ChatGPT and other generative AI tools are people pleasers. They would rather say anything, including factually incorrect answers, aka hallucinations, than admit they're unsure of the information. Knowledge-based AI agents are different—and in many ways more reliable. Here's why.
Imagine receiving a research task—explain how to write a screenplay—and having carte blanche on where to look for the answer. You may have unlimited resources at your fingertips, but you also have a wide berth on how to answer the question. You might pull advice from dozens of screenwriting blogs, Reddit threads, and Medium posts. The result could be an answer that sounds confident but blends conflicting guidance and unvetted opinions.
Now, imagine receiving the same task but access to just one book: Syd Field's Screenplay: The Foundations of Screenwriting. Your answer would be narrower, yes—but also traceable, grounded in a known methodology, and more likely to be consistent. That's how knowledge-based AI agents work: they reason from a fixed, deliberately created source instead of improvising based on massive datasets and probabilistic guesses. They use curated knowledge to generate answers and make decisions in real-world situations.
Transparency is one of the key strengths of knowledge-based agents. Because they follow defined rules and rely on sources you select, you can trace their reasoning step by step. A tool like Text Cortex, for instance, shows exactly where it sourced its information—something especially useful for organizations navigating compliance and regulatory demands.
These agents are also adaptable. If a reference is updated or conditions change, they can automatically incorporate new information. And when conflicts arise, they can flag them for human review, streamlining operations without compromising accuracy or trust.
Personally, I love these agents because they help organizations scale decision-making without sacrificing transparency.
As Reid Hoffman and Greg Beato explain in Superagency, sometimes you want to collaborate with AI, like when learning a new skill. Other times, like optimizing energy use based on real-time data, you want it to act autonomously. In both cases, AI boosts your agency by helping you take smarter actions toward your goals.
Getting started with knowledge-based agents is pretty simple. To create the knowledge base, you can add any files, links, websites, and materials that you would like your agent to reference.

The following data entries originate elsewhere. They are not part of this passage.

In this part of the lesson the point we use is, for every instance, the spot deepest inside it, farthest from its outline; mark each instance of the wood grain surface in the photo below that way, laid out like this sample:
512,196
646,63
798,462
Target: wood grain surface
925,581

If you're wondering what are the best uses for knowledge-based agents, consider any processes that tend to be rule-heavy or regulated. In terms of tasks, these agents excel at searching, learning, and training.
In healthcare, for example, you can use knowledge-based agents to provide quick and accurate medical guidance based on defined medical references. In finance, you can use agents to field customer queries and provide account details. In e-commerce, you can use knowledge-based agents to offer product recommendations.
Take Alibaba, the global commerce juggernaut—it launched Accio, an AI-powered B2B search engine for product sourcing. To ensure the information it provides is accurate and useful, Accio uses retrieval-augmented generation (RAG), which pulls data only from sources trusted by its underlying knowledge base. If the AI encounters uncertainty, it flags it instead of offering potentially inaccurate guesses, according to Alibaba.com. In short, it admits its shortcomings rather than making stuff up.
We're solidly in the era of AI. As reliance on these tools grows, so does skepticism—trust and transparency are more important than ever, especially when it comes to critical business decisions. Knowledge-based agents offer a compelling alternative to generative AI: while the latter can be incredibly useful, it's not always reliable.
If you're looking for a business solution grounded in accuracy and traceability, it's time to start exploring what knowledge-based agents can do. Because sometimes, the best answer isn't the fastest one—it's the one you can trust.